The order directly affected patients and beneficiaries enrolled in Medicare Part B, which covers injectable and infused drugs administered in clinical settings. Seniors and disabled Americans relying on expensive biologic treatments for conditions like rheumatoid arthritis, certain cancers, and autoimmune diseases would have been the primary population impacted, potentially lowering their out-of-pocket costs. Pharmaceutical manufacturers would have faced compressed profit margins on drugs sold to Medicare, affecting their revenue models and potentially their investment in research and development pipelines.
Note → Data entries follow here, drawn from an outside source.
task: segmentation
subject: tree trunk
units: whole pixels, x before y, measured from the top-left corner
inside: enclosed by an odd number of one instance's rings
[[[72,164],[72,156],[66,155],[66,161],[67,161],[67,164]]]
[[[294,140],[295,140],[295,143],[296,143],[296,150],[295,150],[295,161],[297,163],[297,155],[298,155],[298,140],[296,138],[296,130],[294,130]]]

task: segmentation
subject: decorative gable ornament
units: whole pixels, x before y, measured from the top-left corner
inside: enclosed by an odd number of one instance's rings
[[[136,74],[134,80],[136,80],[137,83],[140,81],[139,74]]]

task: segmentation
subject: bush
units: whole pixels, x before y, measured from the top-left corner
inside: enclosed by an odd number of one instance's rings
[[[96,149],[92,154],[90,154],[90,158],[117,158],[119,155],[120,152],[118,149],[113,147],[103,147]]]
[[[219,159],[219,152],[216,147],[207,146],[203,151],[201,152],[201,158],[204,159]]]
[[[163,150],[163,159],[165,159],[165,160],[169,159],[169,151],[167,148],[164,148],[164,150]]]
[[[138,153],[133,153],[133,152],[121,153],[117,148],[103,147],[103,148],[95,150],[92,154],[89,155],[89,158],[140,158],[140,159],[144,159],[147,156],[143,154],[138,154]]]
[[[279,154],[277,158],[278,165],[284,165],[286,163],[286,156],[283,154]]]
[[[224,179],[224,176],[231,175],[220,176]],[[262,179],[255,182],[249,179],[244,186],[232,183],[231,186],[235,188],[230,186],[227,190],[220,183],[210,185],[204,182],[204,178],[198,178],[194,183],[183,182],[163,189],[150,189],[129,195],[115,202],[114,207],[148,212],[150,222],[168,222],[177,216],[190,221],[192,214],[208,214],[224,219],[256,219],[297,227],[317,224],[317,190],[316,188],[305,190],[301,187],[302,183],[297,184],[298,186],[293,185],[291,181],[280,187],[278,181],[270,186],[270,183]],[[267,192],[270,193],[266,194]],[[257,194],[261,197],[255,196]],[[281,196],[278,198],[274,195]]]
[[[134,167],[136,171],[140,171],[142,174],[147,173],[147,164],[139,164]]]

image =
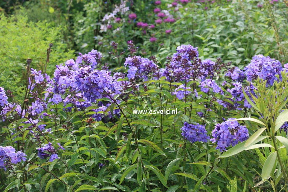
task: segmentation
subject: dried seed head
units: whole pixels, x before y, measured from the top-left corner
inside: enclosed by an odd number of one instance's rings
[[[28,105],[29,104],[29,99],[26,99],[24,100],[24,102],[25,103],[25,104],[26,105]]]
[[[32,62],[32,59],[29,59],[29,58],[27,58],[27,60],[26,60],[26,62],[27,63],[27,64],[28,65],[30,65],[30,64],[31,64],[31,63]]]

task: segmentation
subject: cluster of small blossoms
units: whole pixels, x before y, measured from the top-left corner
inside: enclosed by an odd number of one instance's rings
[[[224,93],[221,88],[217,84],[215,80],[211,79],[207,79],[200,83],[199,87],[201,88],[201,91],[207,93],[209,91],[210,88],[213,89],[213,91],[216,93],[220,93],[221,95]]]
[[[193,124],[189,124],[185,122],[181,129],[182,136],[192,143],[197,141],[207,142],[210,138],[207,135],[205,126],[199,125],[196,122]]]
[[[152,61],[141,56],[126,58],[124,65],[129,67],[127,75],[129,79],[143,79],[145,81],[148,80],[148,75],[154,72],[158,69],[157,65]]]
[[[64,147],[61,146],[59,143],[57,143],[59,148],[57,150],[52,145],[52,143],[49,142],[48,144],[45,144],[37,149],[38,151],[38,156],[41,159],[50,157],[49,161],[52,162],[56,159],[59,159],[57,154],[57,151],[61,149],[63,150],[65,150]]]
[[[213,138],[210,139],[212,143],[217,142],[216,149],[221,152],[226,150],[230,145],[234,146],[239,142],[248,139],[249,134],[246,126],[240,126],[237,121],[232,121],[235,118],[229,118],[221,124],[218,123],[212,131]]]
[[[26,160],[26,155],[21,151],[16,152],[13,147],[8,146],[2,147],[0,146],[0,168],[6,170],[6,167],[10,167],[11,163],[16,164],[21,161]]]
[[[94,102],[103,95],[121,93],[122,88],[118,82],[113,81],[111,72],[81,68],[74,77],[74,87],[81,91],[89,101]]]
[[[79,56],[76,59],[76,64],[82,67],[91,66],[92,68],[94,68],[100,63],[102,57],[102,53],[97,50],[92,49],[88,54],[84,55],[79,53]],[[78,69],[79,68],[74,70]]]
[[[118,14],[123,15],[125,14],[129,10],[129,7],[126,6],[126,4],[128,1],[127,0],[121,0],[119,5],[116,4],[115,8],[112,13],[106,13],[102,19],[102,22],[105,23],[102,24],[100,26],[100,29],[101,31],[106,32],[108,29],[112,28],[112,22],[118,22],[119,18],[116,17]]]
[[[246,78],[244,72],[238,67],[234,67],[228,70],[226,76],[238,82],[242,82]]]
[[[254,56],[251,63],[244,68],[245,74],[248,81],[256,79],[259,77],[267,81],[267,86],[272,85],[278,79],[275,75],[279,75],[282,79],[281,72],[283,70],[281,63],[278,60],[271,59],[269,56],[262,55]]]
[[[193,76],[192,62],[198,59],[197,47],[190,45],[182,45],[176,49],[170,64],[166,66],[162,75],[168,80],[173,78],[176,81],[187,79]]]
[[[4,107],[8,104],[8,97],[6,96],[6,92],[4,88],[0,87],[0,106]]]
[[[232,96],[231,99],[233,99],[235,102],[234,106],[237,108],[238,110],[241,110],[242,108],[238,107],[240,104],[239,102],[242,101],[244,100],[244,106],[248,108],[250,108],[252,107],[251,105],[248,102],[248,101],[245,98],[244,94],[242,90],[242,83],[239,82],[232,84],[235,87],[231,90],[230,89],[227,89],[227,91],[230,92]],[[251,96],[252,93],[253,96],[257,97],[257,96],[255,93],[254,90],[256,88],[252,83],[250,83],[249,86],[244,87],[244,90],[245,93],[249,97],[251,101],[253,101]]]

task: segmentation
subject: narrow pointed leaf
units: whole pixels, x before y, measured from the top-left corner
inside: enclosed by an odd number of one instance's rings
[[[274,164],[276,161],[277,155],[277,152],[273,152],[268,156],[265,161],[262,169],[261,176],[263,179],[268,179],[270,177],[270,174],[273,169]]]
[[[287,109],[280,114],[277,117],[275,121],[275,132],[286,121],[288,121],[288,110]]]
[[[266,127],[263,127],[259,129],[257,131],[255,132],[254,134],[249,137],[249,139],[247,140],[244,146],[246,147],[250,145],[253,143],[253,141],[255,141],[256,139],[261,135],[262,133],[265,131],[266,128]]]

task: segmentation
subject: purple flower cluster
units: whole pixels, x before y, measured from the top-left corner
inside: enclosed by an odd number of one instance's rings
[[[0,168],[4,169],[6,171],[6,166],[10,167],[11,163],[16,164],[21,161],[26,161],[26,158],[25,157],[26,156],[21,151],[16,152],[15,149],[11,146],[0,146]]]
[[[238,82],[242,82],[245,79],[244,72],[238,67],[234,67],[228,70],[226,76]]]
[[[281,80],[281,72],[282,70],[282,65],[279,61],[262,55],[254,56],[251,63],[244,68],[248,81],[252,81],[259,77],[267,80],[267,86],[272,85],[274,81],[278,80],[275,76],[277,74],[279,75]]]
[[[201,87],[201,91],[207,93],[209,91],[209,88],[212,88],[213,92],[216,93],[220,93],[221,95],[224,93],[221,88],[215,82],[215,80],[211,79],[207,79],[201,82],[199,87]]]
[[[205,126],[200,125],[196,122],[193,124],[184,122],[184,126],[181,130],[182,136],[192,143],[197,141],[207,142],[210,139],[209,136],[207,135],[207,131],[205,128]]]
[[[4,107],[8,104],[8,98],[6,96],[6,92],[4,88],[0,87],[0,106]]]
[[[233,146],[239,142],[242,142],[249,138],[248,130],[246,126],[240,126],[237,121],[231,121],[235,118],[229,118],[221,124],[218,123],[212,131],[213,138],[210,139],[212,143],[217,142],[216,149],[223,152],[232,145]]]
[[[74,87],[81,91],[88,101],[94,102],[108,93],[120,94],[122,88],[120,84],[114,81],[111,72],[91,70],[89,67],[81,68],[74,77]]]
[[[127,75],[128,79],[143,79],[145,81],[148,80],[149,74],[154,72],[158,69],[157,65],[152,61],[141,56],[126,58],[124,65],[125,66],[128,65],[129,68]]]
[[[57,143],[59,146],[59,148],[57,150],[52,145],[52,143],[49,142],[48,144],[45,144],[40,148],[37,149],[38,151],[38,156],[40,159],[43,159],[49,157],[49,161],[52,162],[56,159],[59,159],[58,155],[57,155],[57,151],[61,149],[63,150],[65,150],[64,147],[61,146],[59,143]]]

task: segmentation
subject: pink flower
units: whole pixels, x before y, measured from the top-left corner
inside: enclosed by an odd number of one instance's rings
[[[161,4],[161,1],[155,1],[155,4],[157,5]]]
[[[155,20],[155,22],[156,24],[161,24],[162,22],[162,20],[161,19],[158,19]]]
[[[167,34],[170,34],[171,33],[171,29],[168,29],[165,31],[165,33],[166,33]]]
[[[166,17],[166,15],[165,15],[165,14],[164,13],[162,13],[161,12],[158,13],[158,15],[157,15],[157,16],[160,18],[163,18],[163,17]]]
[[[154,13],[157,13],[161,11],[161,10],[159,8],[155,8],[154,9]]]
[[[115,19],[115,22],[116,23],[119,23],[121,21],[121,18],[119,17],[117,17]]]
[[[150,38],[150,42],[151,43],[154,43],[157,40],[156,37],[153,37]]]
[[[135,14],[133,13],[129,15],[129,18],[130,19],[133,20],[133,19],[135,19],[137,18],[137,16]]]

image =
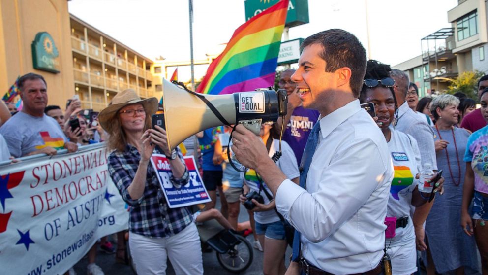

Federal courts blocked implementation of the rule before it took effect, preventing the direct restructuring of Medicare drug payments that the order contemplated. This judicial intervention meant that the most visible mechanism of the executive order never reached beneficiaries, leaving the pharmaceutical pricing landscape largely unchanged from its pre-order state.

The action reflects a pattern within the Trump administration's healthcare approach of asserting executive authority over regulatory agencies and pharmaceutical markets. Yet this stands in contrast to simultaneous deregulatory moves in other healthcare domains, such as the FDA's authorization of fruit-flavored vapes and the administration's shifts away from birth control provision through Title X. Where drug pricing invoked government market power and price controls, other healthcare actions emphasized corporate flexibility and reduced regulatory constraints. This apparent contradiction suggests the administration's healthcare agenda prioritized certain cost-control messages while simultaneously pursuing deregulation that benefited industry in other sectors.